« C' ETAIT un soir d'hiver comme bien d'autres. » Jérôme Chiotti, champion du monde de VTT 1996, déchu après ses aveux de dopage, ressent une drôle de douleur, « là, du côté du cur ». Il s'affole, un peu. Selon lui, les cachets qu'il prend depuis plusieurs jours, dans le cadre d'un dopage programmé, sont responsables de son malaise. Le médecin de garde diagnostiquera une douleur intercostale et parviendra à faire peur au sportif et à son épouse : « Madame, êtes-vous consciente que votre mari met en péril une grande partie de sa vie, en absorbant de telles substances ? (...) Ce sont des médicaments que l'on donne aux patients atteints de la maladie de Parkinson. (...) Vous voulez devenir veuve à quarante ans ? »
En avril 2000, Jérôme Chiotti lâche tout : le dopage programmé, sous contrôle, le dopage artisanal, la complaisance des médecins, les filières d'approvisionnement, etc. « Oui, j'ai été champion du monde en Australie grâce à l'EPO (érythropoïétine) », lit-on alors dans les journaux et, aujourd'hui, dans un livre, « De mon plein gré »*, dans lequel Jérôme Chiotti retrace sa vie, depuis ses débuts à vélo, dans un quartier haut de Millau, jusqu'à ses aveux. Le sportif raconte ainsi son parcours dans le monde professionnel, effectué en partie sur route, notamment dans les équipes Le Groupement et Festina.
Une dizaine de médicaments
Alors qu'il n'est qu'amateur, son premier « initiateur », Philippe Gilleron, lui recommande la lecture d'un bouquin du Dr François Bellocq, « la Grande Hypocrisie », et l'incite à aller le voir le jour où il en aura besoin. Jérôme Chiotti oublie, puis y revient au moment même où ses entraînements deviennent plus intenses. François Bellocq, mort depuis, est adepte du rééquilibrage hormonal. Après une année de réflexion, le sportif saute le pas : le Dr Bellocq lui prescrit plus d'une dizaine de médicaments, dont des substances indiquées dans les troubles fonctionnels digestifs, des produits traitant le déficit cognitif et neurosensoriel du sujet âgé, des vasodilatateurs périphériques. Soit une trentaine de pilules à avaler dans une journée. « C'était de la pure folie, même si ces substances n'avaient aucun effet dopant, note Jérôme Chiotti. D'un autre côté, je n'avais aucune raison de mettre sa parole en doute. Après tout, il était médecin (...). »
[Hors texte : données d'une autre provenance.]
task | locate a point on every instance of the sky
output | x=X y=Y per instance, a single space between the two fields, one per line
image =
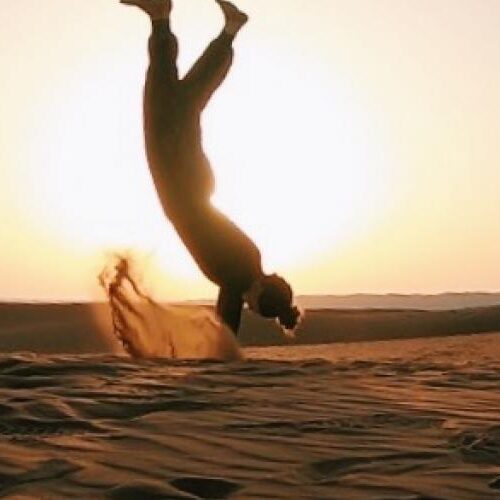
x=357 y=142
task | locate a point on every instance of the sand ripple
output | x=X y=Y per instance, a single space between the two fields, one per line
x=397 y=420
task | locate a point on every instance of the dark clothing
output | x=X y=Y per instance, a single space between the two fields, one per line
x=181 y=171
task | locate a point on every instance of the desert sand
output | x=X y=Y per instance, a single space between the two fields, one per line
x=408 y=419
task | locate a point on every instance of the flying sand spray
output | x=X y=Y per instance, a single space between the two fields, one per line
x=147 y=329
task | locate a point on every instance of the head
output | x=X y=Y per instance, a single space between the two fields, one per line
x=271 y=296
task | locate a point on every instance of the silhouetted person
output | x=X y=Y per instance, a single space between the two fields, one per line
x=183 y=176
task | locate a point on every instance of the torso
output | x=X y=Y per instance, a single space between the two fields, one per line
x=184 y=182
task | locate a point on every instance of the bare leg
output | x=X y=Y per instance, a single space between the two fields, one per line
x=211 y=68
x=155 y=9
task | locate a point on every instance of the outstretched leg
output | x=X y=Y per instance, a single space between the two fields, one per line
x=162 y=43
x=211 y=68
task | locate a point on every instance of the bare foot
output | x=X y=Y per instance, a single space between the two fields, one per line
x=156 y=9
x=235 y=19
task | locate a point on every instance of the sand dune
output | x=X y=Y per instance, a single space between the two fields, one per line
x=86 y=328
x=407 y=419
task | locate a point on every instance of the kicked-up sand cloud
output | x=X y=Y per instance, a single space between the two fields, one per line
x=147 y=329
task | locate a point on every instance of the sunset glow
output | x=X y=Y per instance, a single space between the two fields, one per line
x=357 y=143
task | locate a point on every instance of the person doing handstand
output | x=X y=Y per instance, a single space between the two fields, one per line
x=183 y=177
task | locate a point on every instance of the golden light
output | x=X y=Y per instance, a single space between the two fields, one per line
x=295 y=159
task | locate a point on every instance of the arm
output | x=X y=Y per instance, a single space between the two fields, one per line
x=229 y=307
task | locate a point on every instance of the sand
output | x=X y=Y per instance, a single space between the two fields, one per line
x=409 y=419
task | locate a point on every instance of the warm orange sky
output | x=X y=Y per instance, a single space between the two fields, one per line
x=356 y=141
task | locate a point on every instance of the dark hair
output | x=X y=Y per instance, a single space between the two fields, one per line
x=275 y=301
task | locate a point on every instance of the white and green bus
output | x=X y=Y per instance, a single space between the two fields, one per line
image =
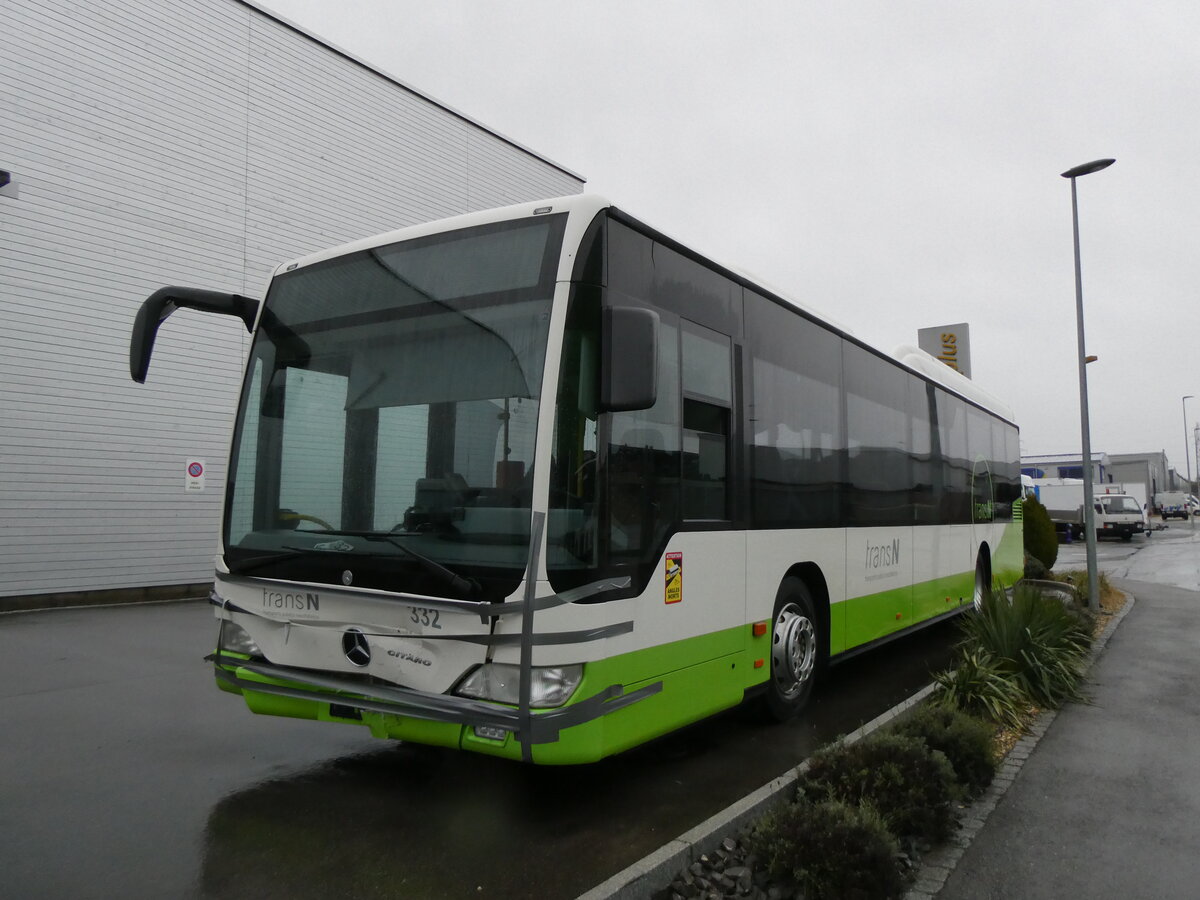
x=543 y=483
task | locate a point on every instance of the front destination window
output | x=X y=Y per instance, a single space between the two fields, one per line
x=387 y=430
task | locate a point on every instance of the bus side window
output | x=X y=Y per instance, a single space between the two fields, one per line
x=707 y=406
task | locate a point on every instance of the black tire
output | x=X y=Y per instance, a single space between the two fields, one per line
x=983 y=579
x=796 y=651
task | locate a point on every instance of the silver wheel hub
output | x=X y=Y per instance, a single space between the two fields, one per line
x=793 y=651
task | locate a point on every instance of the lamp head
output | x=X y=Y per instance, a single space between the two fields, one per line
x=1087 y=168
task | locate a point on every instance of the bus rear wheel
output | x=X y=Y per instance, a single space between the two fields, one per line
x=983 y=579
x=795 y=651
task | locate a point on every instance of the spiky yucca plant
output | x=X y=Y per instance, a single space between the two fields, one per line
x=979 y=685
x=1036 y=640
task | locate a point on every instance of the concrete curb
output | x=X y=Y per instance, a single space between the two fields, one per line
x=937 y=865
x=654 y=871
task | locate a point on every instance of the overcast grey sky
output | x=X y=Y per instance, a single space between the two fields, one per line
x=894 y=165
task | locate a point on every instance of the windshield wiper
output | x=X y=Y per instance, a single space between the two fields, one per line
x=461 y=586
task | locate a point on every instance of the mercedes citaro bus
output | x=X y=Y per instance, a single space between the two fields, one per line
x=543 y=483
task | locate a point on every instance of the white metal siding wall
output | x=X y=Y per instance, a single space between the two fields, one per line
x=189 y=143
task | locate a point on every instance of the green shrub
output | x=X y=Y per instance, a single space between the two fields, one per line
x=1041 y=540
x=832 y=850
x=979 y=685
x=910 y=785
x=1039 y=642
x=964 y=739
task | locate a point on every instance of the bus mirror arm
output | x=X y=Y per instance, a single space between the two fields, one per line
x=162 y=303
x=630 y=359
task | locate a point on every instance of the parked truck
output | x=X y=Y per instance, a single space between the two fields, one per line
x=1116 y=514
x=1171 y=504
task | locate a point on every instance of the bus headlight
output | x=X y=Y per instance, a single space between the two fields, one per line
x=499 y=682
x=237 y=640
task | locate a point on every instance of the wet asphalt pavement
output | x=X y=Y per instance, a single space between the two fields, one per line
x=124 y=772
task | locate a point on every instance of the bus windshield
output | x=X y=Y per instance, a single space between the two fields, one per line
x=385 y=433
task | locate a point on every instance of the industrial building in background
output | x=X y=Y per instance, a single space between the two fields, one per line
x=183 y=143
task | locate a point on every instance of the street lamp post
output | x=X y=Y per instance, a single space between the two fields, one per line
x=1187 y=454
x=1093 y=603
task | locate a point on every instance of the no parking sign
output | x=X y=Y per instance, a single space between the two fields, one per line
x=195 y=469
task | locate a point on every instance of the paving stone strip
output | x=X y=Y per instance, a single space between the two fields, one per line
x=711 y=862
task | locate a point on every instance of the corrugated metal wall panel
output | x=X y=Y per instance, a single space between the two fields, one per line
x=193 y=143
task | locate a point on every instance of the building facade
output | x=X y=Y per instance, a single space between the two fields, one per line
x=195 y=143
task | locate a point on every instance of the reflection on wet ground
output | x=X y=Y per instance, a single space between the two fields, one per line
x=125 y=773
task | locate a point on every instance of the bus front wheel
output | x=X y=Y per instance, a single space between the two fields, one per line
x=795 y=651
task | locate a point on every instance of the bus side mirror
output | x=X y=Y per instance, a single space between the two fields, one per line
x=162 y=303
x=630 y=352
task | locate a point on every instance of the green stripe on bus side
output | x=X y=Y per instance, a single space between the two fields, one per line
x=700 y=676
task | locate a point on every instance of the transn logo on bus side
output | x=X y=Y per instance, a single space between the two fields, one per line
x=882 y=556
x=280 y=600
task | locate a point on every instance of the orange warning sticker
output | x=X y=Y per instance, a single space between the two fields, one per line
x=675 y=577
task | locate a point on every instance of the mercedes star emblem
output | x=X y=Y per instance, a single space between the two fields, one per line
x=355 y=647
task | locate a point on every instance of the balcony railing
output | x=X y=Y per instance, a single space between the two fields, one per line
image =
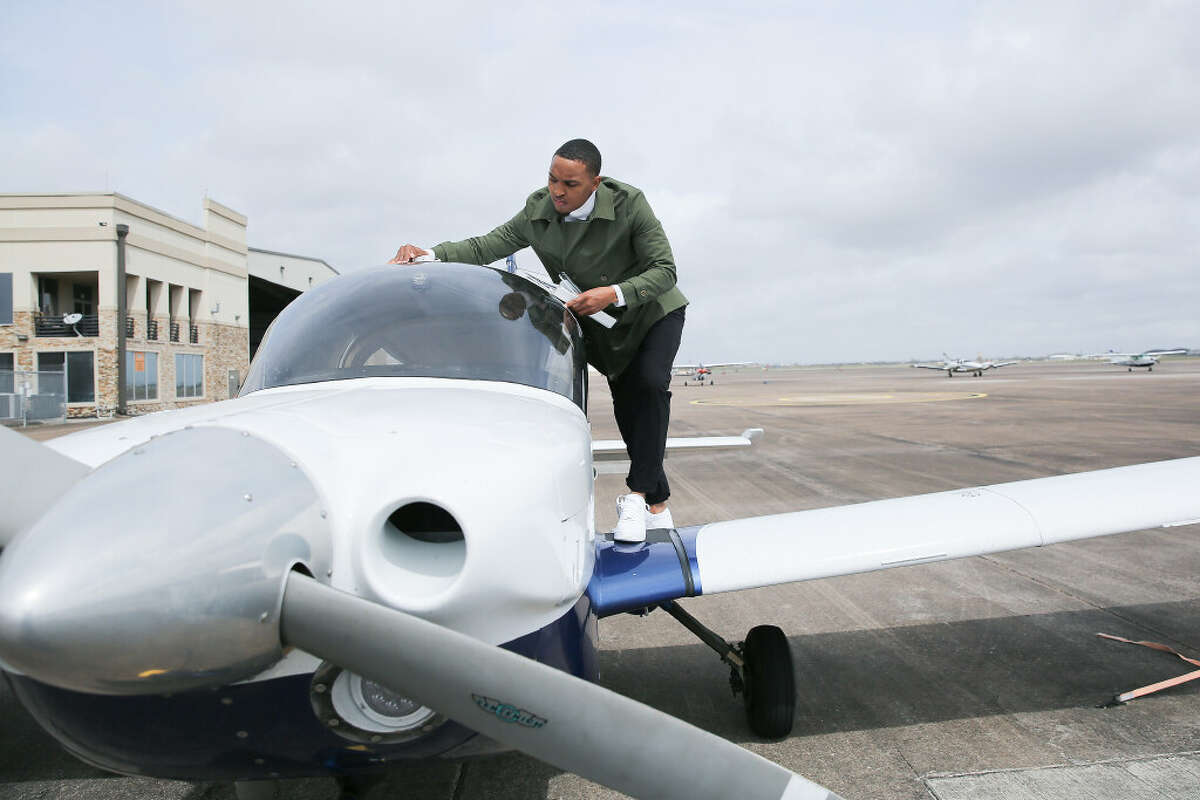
x=53 y=325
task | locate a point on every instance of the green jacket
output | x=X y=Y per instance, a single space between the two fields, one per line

Le dopage dans le milieu sportif peut se décrire en terme de palier. Le « premier palier » est atteint par Jérôme Chiotti en 1993, lors d'un mini-stage sur trois jours de cyclo-cross à Lalonde-les-Maures. « Manu » l'initie à « un nouveau mode de récupération », une injection par piqûre d'un décontractant musculaire. « Ce n'était qu'un décontractant, qu'une intramusculaire. C'était surtout un baptême. Merci Manu », écrit le sportif.
La chimie comme sésame
Sa première injection de corticoïdes remonte au lendemain de la présentation de l'équipe Catavana-Corbeil, en janvier 1994. « J'arrivai à un nouveau palier », constate Jérôme Chiotti. Le début d'une longue série, le trimbalant de suivi en suivi de protocoles à base de corticoïdes. « Aujourd'hui, un magma noirâtre tapisse (sa) fesse. »
Aviez-vous peur, Jérôme Chiotti, de bafouer l'éthique ? « Non. » Aviez-vous peur pour votre santé ? « Non. »« Pour être tout à fait sincère, j'étais aux anges, (...) épaté de tenir un rang (...). Dans mon esprit juvénile, je passais du monde amateur au monde pro. L'apport chimique devenait mon sésame. » Testostérone, puis EPO et hormones de croissance, Jérôme Chiotti atteindra les derniers paliers. Cette fois, « pour l'appât du gain ».
Si le système D ne suffit plus pour trouver de l'EPO ou des hormones de croissance, il fonctionne en revanche pour tout le reste. En Loire-Atlantique (la zone de manuvre du sportif), un coureur amateur fait office de ravitailleur en chef. « Il s'approvisionnait auprès d'une pharmacie du département qui fermait totalement les yeux sur ses commandes sans ordonnance. » Un jour, Jérôme Chiotti s'y rend seul, sans justificatif médical. Il repart avec un arsenal de corticoïdes, « pour la saison ».
« Certains diront que j'en fais trop, conclut Jérôme Chiotti (...) Oui, je suis peut-être fou. Fou au point d'inviter tous les gens concernés à déposer plainte dans les commissariats de France pour non-assistance à personnes en danger. Pour abus de négligence. »
* « De mon plein gré », éd. Calmann-Lévy, 89 F.